Moving on to another issue, you cited what I had said, then classified
it in a way that I would not agree with, then mounted a very strong and
persuasive attack against it on the basis of that misclassification.
The question is, what motivated you to do that?  I can tell you that I
was not at all offended by it, perhaps because it was so predictable,
but I think most people would be.  Do you really want to engage in a
constructive and mutually enlightening dialogue?  You have repeatedly
said that you do.  I restate what I said before.  You can answer these
questions by examining your own motivations.  I will not presume to
answer them for you.
 
My final point is rather incidental.  When Galileo invented the
telescope, the professional astronomers of the academic community
refused to look through it, claiming that it was a trick.  When did the
truth change?
 
Isaac Newton, in his experiments on the refraction of light, largely
because of the force of his intellect, ignored evidence, which he almost
certainly saw, that light was not a particle, but was actually a wave.
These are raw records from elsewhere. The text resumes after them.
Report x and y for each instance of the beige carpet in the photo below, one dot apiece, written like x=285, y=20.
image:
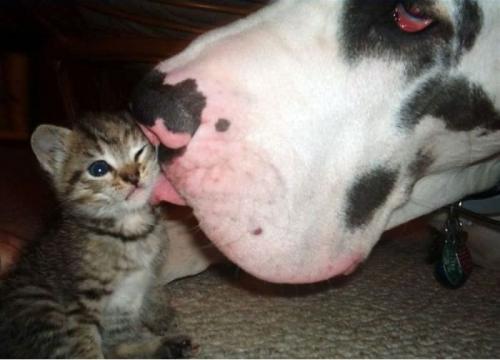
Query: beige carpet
x=391, y=307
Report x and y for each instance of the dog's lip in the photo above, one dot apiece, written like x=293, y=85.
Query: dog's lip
x=134, y=190
x=164, y=191
x=410, y=21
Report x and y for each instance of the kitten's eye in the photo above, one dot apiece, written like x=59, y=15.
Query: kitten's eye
x=137, y=154
x=99, y=168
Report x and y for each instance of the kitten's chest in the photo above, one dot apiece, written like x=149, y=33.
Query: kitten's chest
x=135, y=271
His ideas, arguably the greatest scientific oeuvre of any man in
history, remained undisputed for centuries.  Were they true or false?
 
When the ideas finally fell, within a relatively short period of time,
it became clear that there was not one view, but two.  Interestingly
enough, if one was true, the other was false, and visa versa.  Both of
these ideas were equally useful, even though they were mutually
exclusive.  Were they both true?
 
Most recently in high energy physics, people invented a the a model of
atomic particles, that was consistent with known observations, but
seemed almost absurd.  However, it was intellectually useful.  Over
time, they began to establish, by bits and pieces that it predicted the
existence of things that had never been seen before, and one by one,
they found their missing Quarks.  When was the model true and when was
it false?
 
Many years ago, a group of students at the Ecole Polytechnic, became
bored with the pedagogy.  They started a journal, called the "Seminare
Burbaki," named after a quixotic French general who, after failing
miserably in battle, put a gun to his head, fired, and missed.  In a
unique style, they began lampooning some of the known pedagogy of
mathematics.  One of them, signing himself "Student" wrote a series of
articles espousing a system of statistics, known to be false, that for
various reasons, was extremely useful in its ability to do statistical
predictions.  The system is a vital tool in the inventory of statistical
tools used in science today.  Is this mathematical system true or false?